Ci saranno, infatti, alcune cose da correggere dalle parti di Castel Volturno. Allegri, ancora non ufficializzato come nuovo allenatore da De Laurentiis, dovrà sistemare dei problemi causati dalla proficua, ma non perfetta, gestione precedente. Il primo, che è anche quello centrale, lo ha esposto pubblicamente Kevin De Bruyne. Arrivato l’estate scorsa come la nuova star del Napoli, il colpo da novanta che avrebbe dovuto garantire il secondo Scudetto consecutivo, dal ritiro del Belgio ha esultato per l’addio di Conte, sollevando una critica sul ruolo avuto in squadra e sul gioco troppo difensivista che ha applicato l’allenatore pugliese. La sua centralità in un calcio divertente e volto all’attacco sono i presupposti che KDB ha messo sul tavolo per la sua permanenza. A un anno dalla scadenza del contratto Allegri dovrà parlarci per trovare insieme a lui uno stratagemma per farlo sentire fondamentale all’interno del suo gioco.

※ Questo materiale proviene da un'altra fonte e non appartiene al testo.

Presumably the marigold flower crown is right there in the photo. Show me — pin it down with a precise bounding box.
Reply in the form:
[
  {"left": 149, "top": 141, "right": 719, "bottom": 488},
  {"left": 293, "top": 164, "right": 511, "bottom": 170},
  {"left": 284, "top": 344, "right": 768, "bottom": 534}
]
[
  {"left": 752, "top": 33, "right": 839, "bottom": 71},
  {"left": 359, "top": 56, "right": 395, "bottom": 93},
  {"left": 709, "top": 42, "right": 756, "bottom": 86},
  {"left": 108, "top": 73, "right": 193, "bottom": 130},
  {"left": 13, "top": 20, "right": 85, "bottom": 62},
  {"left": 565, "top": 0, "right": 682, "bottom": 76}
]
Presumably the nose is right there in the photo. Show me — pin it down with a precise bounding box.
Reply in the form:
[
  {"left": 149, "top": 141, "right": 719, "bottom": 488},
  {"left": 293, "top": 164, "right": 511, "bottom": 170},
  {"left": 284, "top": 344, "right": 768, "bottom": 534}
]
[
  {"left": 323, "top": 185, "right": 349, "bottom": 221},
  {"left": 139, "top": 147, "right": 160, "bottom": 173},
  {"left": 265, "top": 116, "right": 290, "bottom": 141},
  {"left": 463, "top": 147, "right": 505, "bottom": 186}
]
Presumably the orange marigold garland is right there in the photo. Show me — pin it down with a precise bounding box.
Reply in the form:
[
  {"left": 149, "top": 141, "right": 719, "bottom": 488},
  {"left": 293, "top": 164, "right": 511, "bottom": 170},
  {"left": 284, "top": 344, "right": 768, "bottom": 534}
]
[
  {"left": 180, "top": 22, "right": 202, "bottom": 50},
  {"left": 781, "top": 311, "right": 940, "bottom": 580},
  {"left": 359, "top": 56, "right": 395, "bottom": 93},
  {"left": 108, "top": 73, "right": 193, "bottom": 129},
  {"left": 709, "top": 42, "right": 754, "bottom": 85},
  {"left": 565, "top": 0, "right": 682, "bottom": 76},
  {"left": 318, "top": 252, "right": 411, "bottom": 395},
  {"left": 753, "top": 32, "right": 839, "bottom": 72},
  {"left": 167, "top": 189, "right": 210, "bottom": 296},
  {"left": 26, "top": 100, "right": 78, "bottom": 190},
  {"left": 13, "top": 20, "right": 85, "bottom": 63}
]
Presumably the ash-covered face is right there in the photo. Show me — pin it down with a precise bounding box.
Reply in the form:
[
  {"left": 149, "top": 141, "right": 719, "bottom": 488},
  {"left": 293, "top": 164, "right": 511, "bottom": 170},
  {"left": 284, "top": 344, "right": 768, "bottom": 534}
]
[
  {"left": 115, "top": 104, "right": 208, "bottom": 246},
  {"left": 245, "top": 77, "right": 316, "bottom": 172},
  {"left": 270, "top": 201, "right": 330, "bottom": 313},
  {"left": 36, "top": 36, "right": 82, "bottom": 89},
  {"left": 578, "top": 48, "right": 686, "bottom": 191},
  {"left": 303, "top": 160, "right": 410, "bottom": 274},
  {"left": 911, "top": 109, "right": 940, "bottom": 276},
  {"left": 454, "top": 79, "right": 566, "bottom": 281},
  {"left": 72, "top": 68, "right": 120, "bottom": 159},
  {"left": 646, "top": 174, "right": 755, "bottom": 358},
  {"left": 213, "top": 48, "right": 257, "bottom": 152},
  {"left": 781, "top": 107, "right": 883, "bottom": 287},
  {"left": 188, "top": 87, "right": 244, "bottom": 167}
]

L’attacco di De Bruyne a Conte

Se sono felice che Conte sia andato via? Per me sì, non doveva restare. Se io rimango? Ho ancora un anno di contratto, ma voglio avere un colloquio. L’anno scorso sono state dette certe cose, tipo ‘Giocheremo in un certo modo, faremo questo e quello’, ma poi poco di tutto questo si è concretizzato, e questo chiaramente dispiace. Credo sia importante avere un confronto sul modo di giocare, quest’anno ho capito che il modo di giocare per me conta molto. Adattarsi al gioco di Conte per me è stato complicato perché Conte ha una visione del calcio molto diversa dalla mia. Non ho praticamente mai avuto l’opportunità di giocare nel ruolo che preferisco. Nonostante questo, ho sempre dato tutto per la squadra. Giocavamo in maniera molto difensiva. Se cerchi di vincere ogni partita con un solo gol di scarto con un 5-4-1, proponi un certo tipo di calcio. All’inizio della stagione giocavamo addirittura molto arretrati. Il nostro capocannoniere ha segnato dieci gol…“.

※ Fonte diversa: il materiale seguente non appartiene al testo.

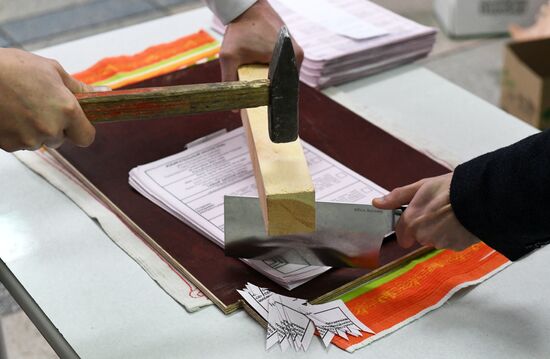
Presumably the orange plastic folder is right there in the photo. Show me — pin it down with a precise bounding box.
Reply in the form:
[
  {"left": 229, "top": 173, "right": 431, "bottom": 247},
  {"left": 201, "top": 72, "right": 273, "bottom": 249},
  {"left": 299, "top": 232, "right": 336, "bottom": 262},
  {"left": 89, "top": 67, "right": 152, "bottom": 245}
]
[
  {"left": 74, "top": 30, "right": 220, "bottom": 89},
  {"left": 333, "top": 243, "right": 510, "bottom": 351}
]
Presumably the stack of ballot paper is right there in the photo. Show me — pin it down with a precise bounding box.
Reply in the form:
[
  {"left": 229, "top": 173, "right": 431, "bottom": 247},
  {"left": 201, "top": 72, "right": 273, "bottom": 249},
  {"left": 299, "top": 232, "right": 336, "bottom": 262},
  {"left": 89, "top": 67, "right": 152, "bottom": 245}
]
[
  {"left": 213, "top": 0, "right": 436, "bottom": 88},
  {"left": 238, "top": 283, "right": 374, "bottom": 351},
  {"left": 129, "top": 127, "right": 387, "bottom": 289}
]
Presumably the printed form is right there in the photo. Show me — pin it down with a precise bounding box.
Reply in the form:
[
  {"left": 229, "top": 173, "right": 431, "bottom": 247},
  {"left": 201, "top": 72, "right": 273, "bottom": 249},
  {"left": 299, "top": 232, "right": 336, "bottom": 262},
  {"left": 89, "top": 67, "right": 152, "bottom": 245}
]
[{"left": 129, "top": 127, "right": 387, "bottom": 289}]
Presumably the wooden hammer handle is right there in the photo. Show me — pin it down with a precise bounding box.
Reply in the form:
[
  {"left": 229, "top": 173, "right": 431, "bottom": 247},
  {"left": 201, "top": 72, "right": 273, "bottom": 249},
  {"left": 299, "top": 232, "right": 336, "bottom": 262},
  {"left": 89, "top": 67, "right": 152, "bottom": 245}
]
[{"left": 76, "top": 80, "right": 270, "bottom": 122}]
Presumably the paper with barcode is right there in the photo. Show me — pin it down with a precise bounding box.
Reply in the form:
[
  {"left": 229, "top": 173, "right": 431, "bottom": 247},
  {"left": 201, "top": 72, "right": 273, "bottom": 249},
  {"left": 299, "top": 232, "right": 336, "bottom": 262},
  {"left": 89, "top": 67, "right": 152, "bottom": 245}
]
[
  {"left": 238, "top": 283, "right": 374, "bottom": 351},
  {"left": 129, "top": 127, "right": 387, "bottom": 289}
]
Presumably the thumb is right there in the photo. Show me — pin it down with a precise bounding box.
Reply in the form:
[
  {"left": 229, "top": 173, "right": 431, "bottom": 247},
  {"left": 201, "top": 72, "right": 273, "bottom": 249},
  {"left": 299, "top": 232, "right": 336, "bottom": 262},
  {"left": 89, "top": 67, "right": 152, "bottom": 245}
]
[
  {"left": 372, "top": 180, "right": 424, "bottom": 209},
  {"left": 58, "top": 68, "right": 111, "bottom": 93}
]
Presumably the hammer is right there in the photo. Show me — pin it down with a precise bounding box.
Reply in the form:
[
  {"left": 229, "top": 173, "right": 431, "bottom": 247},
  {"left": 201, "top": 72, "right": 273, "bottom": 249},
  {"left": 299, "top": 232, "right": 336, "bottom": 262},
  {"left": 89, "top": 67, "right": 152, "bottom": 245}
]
[{"left": 76, "top": 26, "right": 299, "bottom": 143}]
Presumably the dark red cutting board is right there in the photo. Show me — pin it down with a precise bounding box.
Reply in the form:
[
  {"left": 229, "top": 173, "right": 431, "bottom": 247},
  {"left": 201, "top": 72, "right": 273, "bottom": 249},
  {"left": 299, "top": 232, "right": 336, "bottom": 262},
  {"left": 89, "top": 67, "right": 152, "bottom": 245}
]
[{"left": 59, "top": 61, "right": 448, "bottom": 312}]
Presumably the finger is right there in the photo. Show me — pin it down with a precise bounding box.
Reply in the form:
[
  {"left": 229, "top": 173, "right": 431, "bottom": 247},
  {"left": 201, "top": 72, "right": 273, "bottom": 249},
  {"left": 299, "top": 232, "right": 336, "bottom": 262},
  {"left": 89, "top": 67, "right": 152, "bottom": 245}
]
[
  {"left": 220, "top": 55, "right": 239, "bottom": 82},
  {"left": 44, "top": 133, "right": 65, "bottom": 148},
  {"left": 56, "top": 64, "right": 111, "bottom": 93},
  {"left": 395, "top": 211, "right": 416, "bottom": 248},
  {"left": 64, "top": 99, "right": 95, "bottom": 147},
  {"left": 372, "top": 180, "right": 424, "bottom": 209}
]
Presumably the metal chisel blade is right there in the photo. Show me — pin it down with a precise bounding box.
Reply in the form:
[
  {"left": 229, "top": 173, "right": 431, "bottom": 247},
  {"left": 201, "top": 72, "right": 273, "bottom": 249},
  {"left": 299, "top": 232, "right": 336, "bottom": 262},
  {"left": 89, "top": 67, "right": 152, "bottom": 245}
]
[{"left": 224, "top": 196, "right": 400, "bottom": 268}]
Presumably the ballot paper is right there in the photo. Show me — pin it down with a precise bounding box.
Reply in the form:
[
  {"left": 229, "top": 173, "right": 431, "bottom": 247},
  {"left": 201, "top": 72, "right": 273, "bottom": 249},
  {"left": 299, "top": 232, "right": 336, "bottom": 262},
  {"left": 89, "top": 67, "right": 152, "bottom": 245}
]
[
  {"left": 238, "top": 283, "right": 374, "bottom": 351},
  {"left": 129, "top": 127, "right": 387, "bottom": 290},
  {"left": 213, "top": 0, "right": 436, "bottom": 88}
]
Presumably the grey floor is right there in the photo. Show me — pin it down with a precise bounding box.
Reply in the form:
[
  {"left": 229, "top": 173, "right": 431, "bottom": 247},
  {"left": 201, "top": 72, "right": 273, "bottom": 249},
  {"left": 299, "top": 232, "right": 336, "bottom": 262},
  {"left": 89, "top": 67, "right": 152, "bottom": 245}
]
[{"left": 0, "top": 0, "right": 507, "bottom": 359}]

Allegri cambierà gioco al Napoli?

Quindi? Cosa dovrà fare Max Allegri? La domanda sorge spontanea e con lei le perplessità sul futuro di De Bruyne. Il passaggio da Conte ad Allegri non presuppone uno stravolgimento del gioco. Potrebbe cambiare il modulo. Potrebbero cambiare le richieste tattiche. La mentalità, però, resterà quella. Le squadre di Allegri non pressano e non comandano il gioco, attendono e colpiscono. Un’applicazione non così distante rispetto a quella voluta da Antonio Conte e che Kevin De Bruyne non ha particolarmente gradito. Il belga, quindi, andrà via? Bisognerà trovare un punto d’incontro. Se la volontà di KDB è quella di restare al Napoli e di ignorare i petrodollari, allora Max e Kev potrebbero individuare la quadra. In questo senso il ruolo in campo potrebbe essere la chiave, ma tutto dipenderà da cosa De Bruyne vuole veramente.